Why This Matters to Distributors: Producer inflation is moving through categories that directly affect distributors, including fuel, freight, chemicals, plastics, and wholesale margins.
Producer prices rose at the fastest annual pace in more than three years in May, signaling renewed cost pressure across the wholesale supply chain and raising the risk of tighter margins for distributors.
The Producer Price Index for final demand rose 1.1% in May, seasonally adjusted, the U.S. Bureau of Labor Statistics reported June 11. Final demand prices also increased 1.1% in April and 0.7% in March. On an unadjusted basis, producer prices rose 6.5% for the 12 months ended in May, the largest annual increase since November 2022.
The increase was driven by goods. 80% of the May advance came from a 2.8% increase in final demand goods prices, the largest monthly increase since the data series began in December 2009. Final demand for services rose 0.3%.
Energy was the main driver.
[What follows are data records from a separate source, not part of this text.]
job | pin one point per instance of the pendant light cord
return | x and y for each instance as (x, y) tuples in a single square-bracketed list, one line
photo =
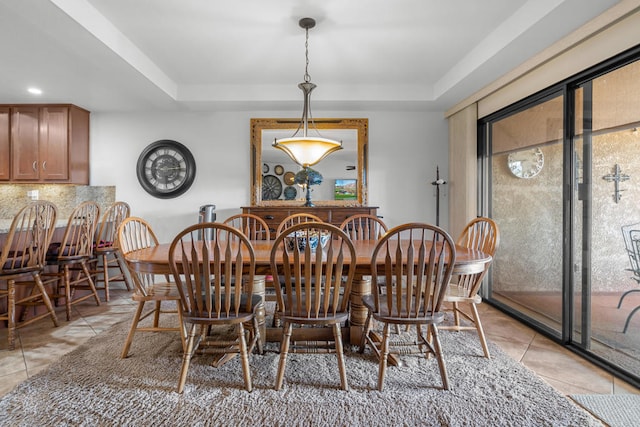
[(307, 77)]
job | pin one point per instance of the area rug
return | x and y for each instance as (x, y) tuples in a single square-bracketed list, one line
[(617, 410), (92, 386)]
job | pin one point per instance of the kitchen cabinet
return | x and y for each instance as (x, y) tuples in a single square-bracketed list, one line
[(5, 172), (335, 215), (48, 143)]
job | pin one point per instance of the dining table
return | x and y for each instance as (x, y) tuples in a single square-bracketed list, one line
[(155, 260)]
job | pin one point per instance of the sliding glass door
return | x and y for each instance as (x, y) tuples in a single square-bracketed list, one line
[(526, 200), (563, 180), (607, 220)]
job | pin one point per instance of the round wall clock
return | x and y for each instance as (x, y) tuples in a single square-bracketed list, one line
[(166, 169), (526, 163), (289, 178), (290, 192), (271, 187)]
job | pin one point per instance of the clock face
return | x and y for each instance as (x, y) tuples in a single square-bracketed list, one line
[(166, 169), (271, 187), (526, 163)]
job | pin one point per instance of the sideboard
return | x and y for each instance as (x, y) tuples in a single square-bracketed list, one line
[(335, 215)]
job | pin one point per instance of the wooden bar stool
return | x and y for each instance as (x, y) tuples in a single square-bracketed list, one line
[(23, 253)]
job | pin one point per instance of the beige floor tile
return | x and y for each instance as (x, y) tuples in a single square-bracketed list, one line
[(622, 387), (550, 360)]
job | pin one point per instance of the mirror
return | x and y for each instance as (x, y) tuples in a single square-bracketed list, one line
[(344, 172)]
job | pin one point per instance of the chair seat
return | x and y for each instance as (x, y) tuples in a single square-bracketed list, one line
[(459, 294), (402, 317), (162, 291), (55, 251)]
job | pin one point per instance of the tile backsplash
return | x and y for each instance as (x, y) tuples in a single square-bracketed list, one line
[(65, 197)]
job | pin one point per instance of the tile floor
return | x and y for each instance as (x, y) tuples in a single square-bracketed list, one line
[(40, 344)]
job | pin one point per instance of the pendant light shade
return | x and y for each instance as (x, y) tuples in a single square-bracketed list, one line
[(303, 149)]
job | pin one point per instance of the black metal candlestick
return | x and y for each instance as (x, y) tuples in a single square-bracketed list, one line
[(438, 182)]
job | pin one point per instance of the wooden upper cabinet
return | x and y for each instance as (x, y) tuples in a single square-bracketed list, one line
[(49, 143), (54, 144), (5, 137), (24, 143)]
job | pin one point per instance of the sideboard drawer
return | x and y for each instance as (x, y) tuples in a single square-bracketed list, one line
[(273, 215)]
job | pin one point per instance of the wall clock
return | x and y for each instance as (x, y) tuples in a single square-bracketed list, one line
[(289, 178), (166, 169), (271, 187), (526, 163)]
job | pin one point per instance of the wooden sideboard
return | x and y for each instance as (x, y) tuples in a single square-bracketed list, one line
[(273, 215)]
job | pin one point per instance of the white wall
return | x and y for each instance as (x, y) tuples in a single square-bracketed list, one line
[(405, 148)]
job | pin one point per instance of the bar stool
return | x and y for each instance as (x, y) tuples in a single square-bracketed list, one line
[(107, 254), (70, 256), (23, 253)]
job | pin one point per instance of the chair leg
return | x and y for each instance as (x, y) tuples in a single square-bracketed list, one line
[(258, 337), (105, 276), (365, 332), (337, 335), (92, 285), (186, 357), (156, 314), (67, 291), (45, 298), (183, 327), (132, 330), (244, 357), (11, 313), (384, 355), (478, 323), (284, 349), (128, 281), (456, 313), (439, 357)]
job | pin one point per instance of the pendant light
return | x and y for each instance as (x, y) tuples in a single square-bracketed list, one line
[(303, 149)]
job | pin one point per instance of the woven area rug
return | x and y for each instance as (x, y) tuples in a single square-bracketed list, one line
[(92, 386), (617, 410)]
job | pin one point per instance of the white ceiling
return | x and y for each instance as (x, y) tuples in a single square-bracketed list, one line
[(121, 55)]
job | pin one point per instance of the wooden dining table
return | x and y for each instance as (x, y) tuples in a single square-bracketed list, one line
[(156, 260)]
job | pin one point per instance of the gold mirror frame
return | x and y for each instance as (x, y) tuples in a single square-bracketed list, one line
[(258, 125)]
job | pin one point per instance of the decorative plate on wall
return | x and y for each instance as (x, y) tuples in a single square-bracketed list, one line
[(271, 187), (289, 178), (166, 169), (290, 193), (526, 163)]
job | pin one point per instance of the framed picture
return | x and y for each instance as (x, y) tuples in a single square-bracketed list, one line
[(345, 189)]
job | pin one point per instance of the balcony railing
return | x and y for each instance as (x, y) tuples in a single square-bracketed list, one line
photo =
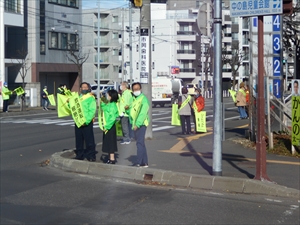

Final demand energy prices jumped 10.7% in May, with gasoline prices up 23.4%. Diesel fuel, jet fuel, plastic resins and materials, industrial chemicals and natural gas liquids also increased.
For distributors, the report points to rising costs across transportation, fleet operations, and product inputs. Higher diesel and gasoline prices can increase delivery costs for companies operating private fleets, while higher freight rates can raise expenses for distributors relying on third-party carriers.
Transportation and warehousing services rose 2.6% in May. Truck transportation of freight was among the categories that increased, along with chemicals and allied products wholesaling and food wholesaling.
The report also showed pressure building earlier in the supply chain. Prices for processed goods for intermediate demand rose 3.5% in May, the largest increase since March 2021. Processed energy goods rose 10.4%, while processed materials excluding food and energy increased 1.8%.
Unprocessed goods for intermediate demand rose 4.9% in May and 22.2% from a year earlier, the largest annual increase since September 2022. Crude petroleum prices rose 11.8%, while prices also increased for corn, slaughter cattle, raw milk, and aluminum base scrap.
Wholesale margins were mixed. Margins for final demand trade services fell 1.1% in May. Machinery and equipment wholesaling margins declined 1.9%, while machinery and equipment parts and supplies wholesaling margins fell 1.2%.
That suggests some distributors may be absorbing cost increases rather than fully passing them through to customers. If fuel, freight, chemical and plastics costs continue to rise, distributors could face renewed pressure to adjust pricing, tighten cost controls, or accept lower margins.
Core producer prices also showed inflation was broader than energy. The index for final demand excluding food, energy and trade services rose 0.8% in May and 5.1% from a year earlier, the largest annual increase since October 2022.
The June Producer Price Index report is scheduled for release July 15.